I am a woman. As much as I think I’m pretty awesome at owning that role (Occupy Womanhood!), it still has it’s drawbacks.

Like the fact that I’m wide awake way past my bed time because of the raging war between my soulful romantic and my logical caustic. Over a man.

I once heard a quote that still makes me laugh:

“Ladies, I’ve taken a lover.”

I’m not sure where it’s from … according to one friend, it’s from Carrie Bradshaw. But the Internet doesn’t seem to really recognize the line as a quotable and attributable quote, so for now let’s just not worry about who said it and focus on what’s being said.

In my supercalifragilisticexpialidocious mind, there are several ways to interpret this idea:

  1. Selfishly. At the sentiment’s core lies your desire to inimitably lay claim to another person; there is no reference here to a mutually beneficial interaction. This person who you have “taken” exists in your world solely to please you. (You betta make ‘em work!)
  2. Romantically.As a woman oft scorned by love’s brutality, you have nevertheless once again allowed

    I will never love again. Until next time.

    yourself the freedom to accept and explore the joys of welcoming another amorous tryst. (Chivalry may be dead, but romance is resilient.)
  3. Feministically. No, that’s not a word, but it should be. Because I’m a woman, and I say so. Which is pretty much how you would approach the lover you’ve taken if you choose this interpretation. (Wait, feminist means bossy, right?)
  4. Metaphorically. You refuse to succumb to the chemical-hormonal confusion that becomes your brain should you allow a real-life-human-object-of-affection to love all up on you, and the notion of a lover is anthropomorphous anyway, which makes it inherently ubiquitous. (Maybe there’s a reason you don’t have a literal lover.)
  5. Literally. You found some lovers lying around and you took one. (Boom.)

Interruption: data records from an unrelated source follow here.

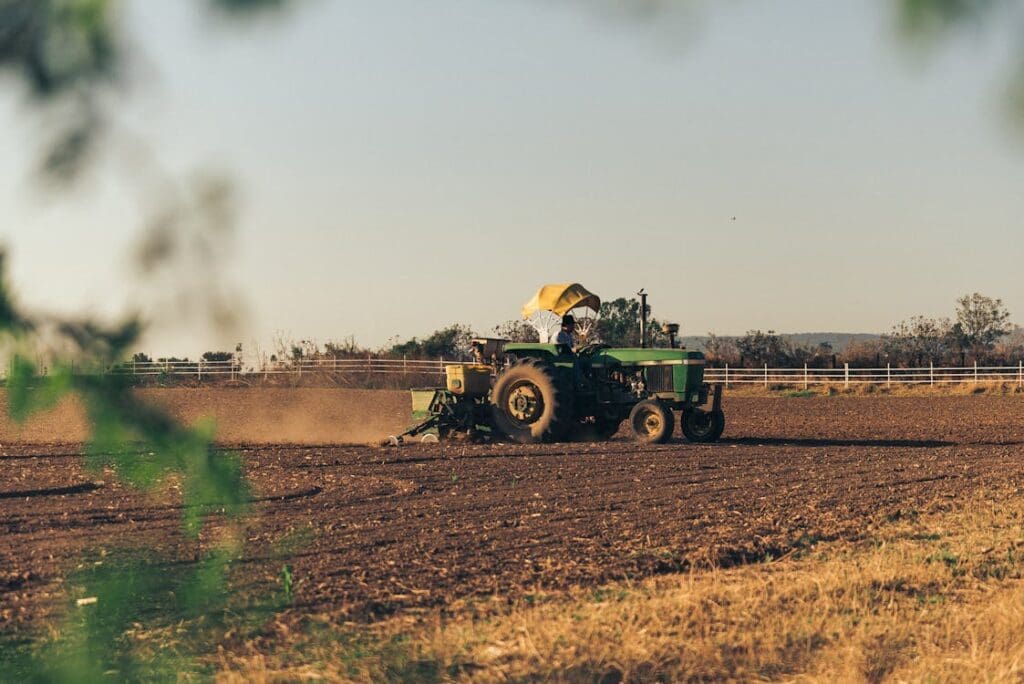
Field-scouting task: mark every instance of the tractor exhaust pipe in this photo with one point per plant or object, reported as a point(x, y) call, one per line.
point(643, 318)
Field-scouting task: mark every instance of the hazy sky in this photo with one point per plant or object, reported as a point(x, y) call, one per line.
point(402, 165)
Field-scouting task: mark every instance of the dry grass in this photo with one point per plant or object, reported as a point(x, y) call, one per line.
point(935, 596)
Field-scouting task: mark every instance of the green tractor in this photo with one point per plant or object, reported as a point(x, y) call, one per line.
point(537, 392)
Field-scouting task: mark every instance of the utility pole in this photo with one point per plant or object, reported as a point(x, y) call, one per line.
point(643, 317)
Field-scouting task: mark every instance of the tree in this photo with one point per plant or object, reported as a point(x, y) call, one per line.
point(921, 340)
point(619, 325)
point(721, 349)
point(981, 322)
point(451, 342)
point(217, 356)
point(761, 348)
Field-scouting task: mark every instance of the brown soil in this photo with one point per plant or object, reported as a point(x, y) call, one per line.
point(422, 526)
point(263, 415)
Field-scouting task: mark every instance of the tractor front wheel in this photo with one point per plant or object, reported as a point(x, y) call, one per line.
point(702, 426)
point(651, 422)
point(529, 403)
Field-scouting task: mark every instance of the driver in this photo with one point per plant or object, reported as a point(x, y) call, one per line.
point(566, 336)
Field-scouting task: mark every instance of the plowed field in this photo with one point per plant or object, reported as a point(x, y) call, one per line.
point(423, 526)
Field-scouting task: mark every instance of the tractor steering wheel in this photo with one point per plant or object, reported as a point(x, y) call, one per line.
point(591, 349)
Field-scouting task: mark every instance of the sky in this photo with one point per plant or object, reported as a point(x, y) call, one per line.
point(399, 166)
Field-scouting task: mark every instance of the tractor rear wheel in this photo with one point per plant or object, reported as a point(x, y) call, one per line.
point(529, 403)
point(651, 422)
point(702, 426)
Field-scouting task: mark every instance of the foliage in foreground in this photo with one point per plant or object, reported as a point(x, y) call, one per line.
point(131, 614)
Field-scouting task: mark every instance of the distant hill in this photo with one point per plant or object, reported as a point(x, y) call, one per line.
point(839, 341)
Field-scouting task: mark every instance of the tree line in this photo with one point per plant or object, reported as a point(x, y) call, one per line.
point(980, 331)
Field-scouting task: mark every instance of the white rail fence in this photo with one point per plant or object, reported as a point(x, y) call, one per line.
point(799, 377)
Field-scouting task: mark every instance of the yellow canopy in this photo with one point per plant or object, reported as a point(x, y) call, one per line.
point(560, 299)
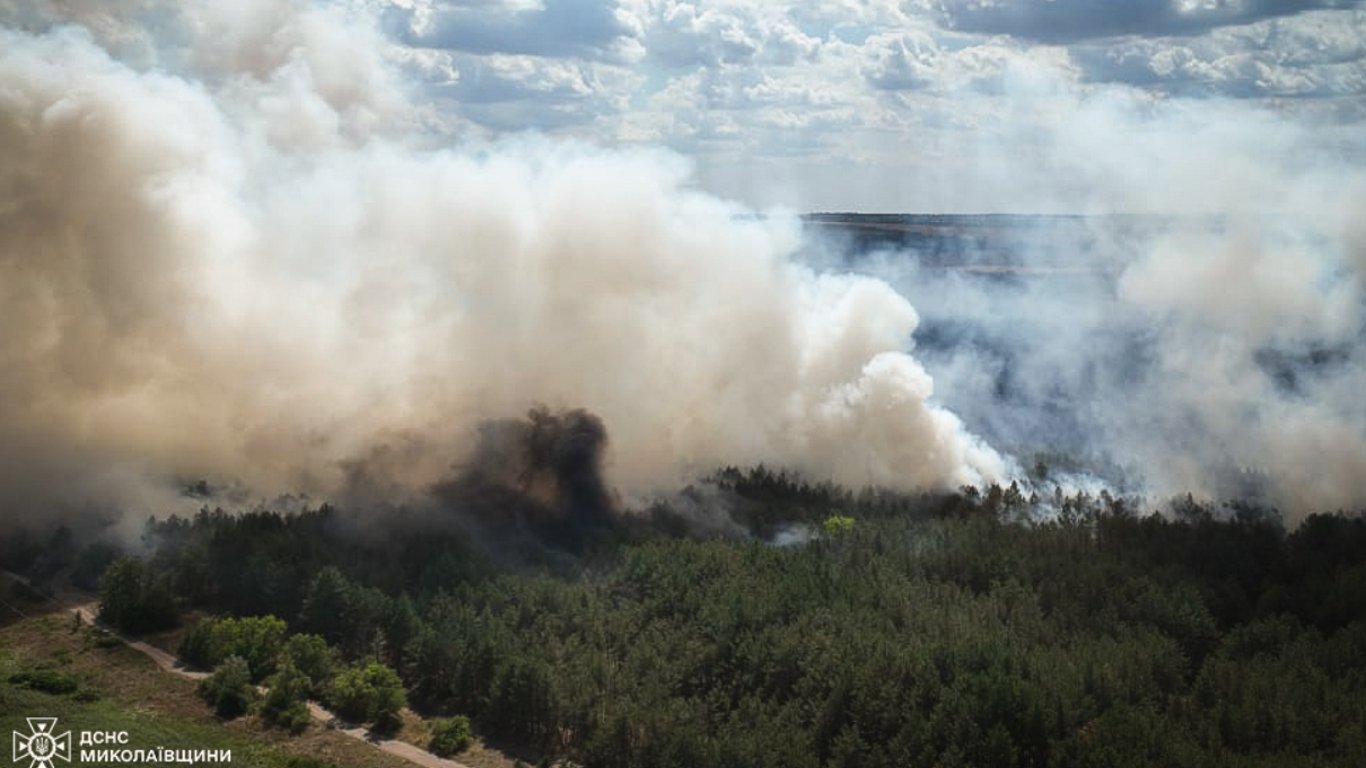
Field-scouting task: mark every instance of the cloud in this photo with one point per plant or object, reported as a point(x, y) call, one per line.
point(553, 28)
point(1070, 21)
point(1303, 56)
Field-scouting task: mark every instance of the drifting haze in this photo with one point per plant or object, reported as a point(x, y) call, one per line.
point(249, 272)
point(284, 246)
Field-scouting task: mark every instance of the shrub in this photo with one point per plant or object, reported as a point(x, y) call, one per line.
point(257, 640)
point(286, 701)
point(450, 735)
point(228, 689)
point(314, 657)
point(369, 694)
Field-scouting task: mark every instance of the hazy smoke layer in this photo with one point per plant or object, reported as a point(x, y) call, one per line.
point(250, 272)
point(1217, 355)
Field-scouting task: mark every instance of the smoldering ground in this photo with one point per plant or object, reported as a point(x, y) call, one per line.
point(230, 250)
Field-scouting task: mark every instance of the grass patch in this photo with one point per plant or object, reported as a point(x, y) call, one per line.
point(122, 690)
point(45, 681)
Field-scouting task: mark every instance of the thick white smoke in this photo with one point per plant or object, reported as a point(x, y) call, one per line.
point(252, 271)
point(1216, 346)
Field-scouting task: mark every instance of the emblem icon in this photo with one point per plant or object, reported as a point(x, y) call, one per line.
point(43, 744)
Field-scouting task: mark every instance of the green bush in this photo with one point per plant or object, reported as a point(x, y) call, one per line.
point(450, 735)
point(286, 701)
point(257, 640)
point(369, 694)
point(312, 655)
point(228, 689)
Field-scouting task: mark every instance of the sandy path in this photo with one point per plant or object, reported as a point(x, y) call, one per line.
point(171, 664)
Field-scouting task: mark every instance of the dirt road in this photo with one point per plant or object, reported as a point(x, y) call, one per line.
point(170, 663)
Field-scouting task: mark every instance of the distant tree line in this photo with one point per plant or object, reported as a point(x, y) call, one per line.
point(907, 630)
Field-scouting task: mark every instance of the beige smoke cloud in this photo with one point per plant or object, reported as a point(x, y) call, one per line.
point(249, 272)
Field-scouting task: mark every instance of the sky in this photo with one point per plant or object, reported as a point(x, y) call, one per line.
point(851, 104)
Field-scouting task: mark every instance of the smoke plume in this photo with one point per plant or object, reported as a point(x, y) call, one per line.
point(228, 250)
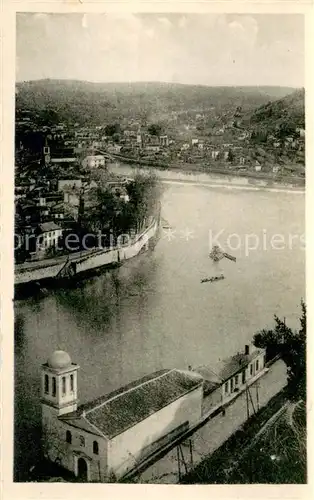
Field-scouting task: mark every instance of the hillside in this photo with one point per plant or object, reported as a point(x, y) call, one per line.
point(96, 103)
point(284, 114)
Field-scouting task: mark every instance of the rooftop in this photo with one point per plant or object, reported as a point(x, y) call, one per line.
point(116, 412)
point(226, 368)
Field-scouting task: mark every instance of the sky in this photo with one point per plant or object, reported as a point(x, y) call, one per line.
point(207, 49)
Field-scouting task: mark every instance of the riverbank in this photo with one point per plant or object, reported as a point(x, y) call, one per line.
point(200, 169)
point(254, 455)
point(227, 181)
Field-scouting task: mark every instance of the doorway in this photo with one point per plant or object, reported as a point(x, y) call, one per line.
point(82, 469)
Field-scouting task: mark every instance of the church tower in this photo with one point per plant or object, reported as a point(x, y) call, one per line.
point(58, 397)
point(59, 385)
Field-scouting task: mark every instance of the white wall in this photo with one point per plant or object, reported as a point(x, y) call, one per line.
point(248, 375)
point(57, 449)
point(127, 448)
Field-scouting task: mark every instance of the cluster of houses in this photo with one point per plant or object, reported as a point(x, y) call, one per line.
point(45, 207)
point(109, 436)
point(228, 146)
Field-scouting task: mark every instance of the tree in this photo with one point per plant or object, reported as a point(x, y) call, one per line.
point(291, 345)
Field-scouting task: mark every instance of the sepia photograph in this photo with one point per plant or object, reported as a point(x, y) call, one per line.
point(159, 248)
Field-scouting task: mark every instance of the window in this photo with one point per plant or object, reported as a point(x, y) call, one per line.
point(46, 384)
point(54, 386)
point(63, 386)
point(68, 437)
point(95, 448)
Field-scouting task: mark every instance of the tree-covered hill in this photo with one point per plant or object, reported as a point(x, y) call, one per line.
point(96, 103)
point(283, 115)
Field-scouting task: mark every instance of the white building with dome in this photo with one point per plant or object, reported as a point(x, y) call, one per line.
point(112, 434)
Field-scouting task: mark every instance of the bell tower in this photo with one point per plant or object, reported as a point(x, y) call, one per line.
point(59, 385)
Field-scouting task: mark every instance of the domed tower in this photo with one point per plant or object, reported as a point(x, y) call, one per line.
point(59, 385)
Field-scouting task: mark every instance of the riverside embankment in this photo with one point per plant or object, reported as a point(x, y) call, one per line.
point(80, 262)
point(227, 181)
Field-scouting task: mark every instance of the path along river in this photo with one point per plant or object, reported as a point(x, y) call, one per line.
point(153, 312)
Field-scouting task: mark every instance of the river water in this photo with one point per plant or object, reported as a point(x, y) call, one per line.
point(153, 312)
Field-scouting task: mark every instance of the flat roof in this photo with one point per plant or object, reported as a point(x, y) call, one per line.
point(120, 410)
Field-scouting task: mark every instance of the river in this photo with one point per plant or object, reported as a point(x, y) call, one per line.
point(153, 312)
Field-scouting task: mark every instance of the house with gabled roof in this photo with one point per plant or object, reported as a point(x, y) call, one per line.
point(110, 435)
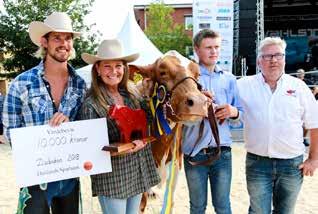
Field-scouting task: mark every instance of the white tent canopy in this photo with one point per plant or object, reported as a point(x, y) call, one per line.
point(134, 41)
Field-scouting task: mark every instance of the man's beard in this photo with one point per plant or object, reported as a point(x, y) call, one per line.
point(57, 58)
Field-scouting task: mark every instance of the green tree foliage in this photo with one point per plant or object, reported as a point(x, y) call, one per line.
point(15, 40)
point(162, 32)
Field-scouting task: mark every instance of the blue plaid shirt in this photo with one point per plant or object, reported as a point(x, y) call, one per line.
point(29, 103)
point(223, 85)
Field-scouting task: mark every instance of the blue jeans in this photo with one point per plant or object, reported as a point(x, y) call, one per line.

Not all of these interpretations are necessarily mutually exclusive, and I’m sure there are as many other ways to interpret such a seemingly simple concept as a “lover” as there are ways for men and women to argue.

But I learned something about myself tonight: no matter how I choose to approach the idea of taking a lover, I will never be fully satisfied if that’s all it is to me. I don’t want to take a lover; I don’t want to have a lover. In the long run, I want to give love and receive love. So why waste my time taking and having lovers who aren’t interested in the same?

Oh, I know why: Because I’m a woman.